Taking the cutting general tips
- Take cuttings early in the day when the plants still have plenty of water
- Keep them in a polythene bag to prevent moisture loss
- Take them from younger and healthier plants for the most successful rooting
- Take non-flowering shoots from lower branches for heightened rooting
Methods of taking cuttings
The way the cutting is removed can affect its rooting ability. These are the most common methods;
- Nodal;this involves making a cutting at the bottom of a stem just below the node (a leaf joint) where there are a lot of hormones.
- Internodal;this is a cutting made between twio nodes (leaf joints)
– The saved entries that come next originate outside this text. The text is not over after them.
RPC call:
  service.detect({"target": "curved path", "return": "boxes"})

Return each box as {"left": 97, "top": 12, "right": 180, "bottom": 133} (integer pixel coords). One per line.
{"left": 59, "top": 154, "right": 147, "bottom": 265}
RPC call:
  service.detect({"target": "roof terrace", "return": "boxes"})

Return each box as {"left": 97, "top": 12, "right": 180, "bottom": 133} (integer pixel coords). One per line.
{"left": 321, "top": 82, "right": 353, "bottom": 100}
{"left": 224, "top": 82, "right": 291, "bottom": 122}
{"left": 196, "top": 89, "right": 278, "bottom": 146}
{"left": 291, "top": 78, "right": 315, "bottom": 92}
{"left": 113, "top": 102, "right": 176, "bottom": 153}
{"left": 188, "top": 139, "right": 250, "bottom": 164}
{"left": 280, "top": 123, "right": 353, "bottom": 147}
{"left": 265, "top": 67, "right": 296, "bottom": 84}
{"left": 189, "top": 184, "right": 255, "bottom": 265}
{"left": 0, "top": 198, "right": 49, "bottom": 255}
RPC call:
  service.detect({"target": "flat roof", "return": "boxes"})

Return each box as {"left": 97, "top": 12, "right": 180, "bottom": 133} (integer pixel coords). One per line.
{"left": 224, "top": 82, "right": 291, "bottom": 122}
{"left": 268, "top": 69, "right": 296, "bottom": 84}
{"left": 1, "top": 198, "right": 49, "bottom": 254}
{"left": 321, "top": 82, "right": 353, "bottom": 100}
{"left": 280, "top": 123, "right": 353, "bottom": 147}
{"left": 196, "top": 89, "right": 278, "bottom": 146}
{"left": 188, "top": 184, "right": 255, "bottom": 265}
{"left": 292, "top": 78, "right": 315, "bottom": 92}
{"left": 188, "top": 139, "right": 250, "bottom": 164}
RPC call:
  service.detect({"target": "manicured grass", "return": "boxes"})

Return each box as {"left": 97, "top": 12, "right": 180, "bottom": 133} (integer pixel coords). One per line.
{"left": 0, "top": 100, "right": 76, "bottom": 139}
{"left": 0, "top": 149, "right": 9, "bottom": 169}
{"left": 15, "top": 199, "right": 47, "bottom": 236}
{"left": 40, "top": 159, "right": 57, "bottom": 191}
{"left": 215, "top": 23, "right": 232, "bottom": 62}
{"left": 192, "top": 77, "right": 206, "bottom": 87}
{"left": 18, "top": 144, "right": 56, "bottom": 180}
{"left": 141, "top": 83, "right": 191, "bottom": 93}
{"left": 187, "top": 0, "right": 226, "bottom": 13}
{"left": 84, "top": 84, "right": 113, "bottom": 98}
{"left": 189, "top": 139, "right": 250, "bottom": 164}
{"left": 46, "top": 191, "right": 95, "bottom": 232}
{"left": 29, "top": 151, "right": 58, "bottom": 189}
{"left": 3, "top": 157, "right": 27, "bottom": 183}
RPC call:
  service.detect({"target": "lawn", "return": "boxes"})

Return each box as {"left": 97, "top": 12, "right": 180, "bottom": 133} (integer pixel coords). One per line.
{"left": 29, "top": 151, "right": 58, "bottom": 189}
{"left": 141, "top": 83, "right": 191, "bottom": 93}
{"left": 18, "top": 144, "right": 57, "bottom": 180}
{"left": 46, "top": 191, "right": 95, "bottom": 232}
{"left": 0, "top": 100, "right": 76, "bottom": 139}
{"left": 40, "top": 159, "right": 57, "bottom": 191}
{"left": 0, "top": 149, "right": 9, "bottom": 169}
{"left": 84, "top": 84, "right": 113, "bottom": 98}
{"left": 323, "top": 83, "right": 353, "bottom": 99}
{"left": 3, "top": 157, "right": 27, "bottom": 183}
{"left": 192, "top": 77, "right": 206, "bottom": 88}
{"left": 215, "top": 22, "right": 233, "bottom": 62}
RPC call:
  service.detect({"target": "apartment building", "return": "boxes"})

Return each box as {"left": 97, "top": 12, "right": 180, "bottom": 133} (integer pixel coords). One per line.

- Heel;this is the best method for evergreens and thin stemmed shrubs. A heel cutting is made by carefully pulling a ripening shoot from the thicker stem so that some of the parent stem stays on the new shoot. The ‘heel’ from the parent plant means that more moisture is retained along with nutrients that help with the rooting.
- Wounding;this is not a method of cutting but instead a way to encourage successful rooting and can be done to any of the above cuttings. ‘wounding’ the cutting is the removal of some bark from one side of the base of the cutting. A larger surface area of the stem is thus exposed meaning that more moisture and rooting stimulants can be absorbed.
Now that you have taken a cutting, you must put it in a suitable environment to promote root development. Here is our simply guide to the next steps;
- Remove the lower leaves from the cutting
- Dip the cutting in hormone rooting powder (see in store)
- In a container of compost make a hole for the cutting and place the cutting into the compost so that the first pair of leaves are just above the compost.
- Label the pot clearly, to avoid any confusion later, and when you took the cutting to track its progress.
- If you have a heated propagator then you will next use that, however a warm window sill will be sufficient. If you are using a windowsill, cover the container with a plastic bag to prevent wilting. If you are using this method it is important to allow the cutting two 10 minutes of ventilation each week.
- The cuttings should be in light, but not direct and hot sunlight. A fleece can be used in order to soften the light.
- Make sure that the compost is moist throughout the rooting period.
- Most cuttings will take between 6 and 10 weeks to root successfully
- After your cuttings have successfully rooted they should be hardened off for around 10-14 days whilst gradually increasing ventilation and then individually potted.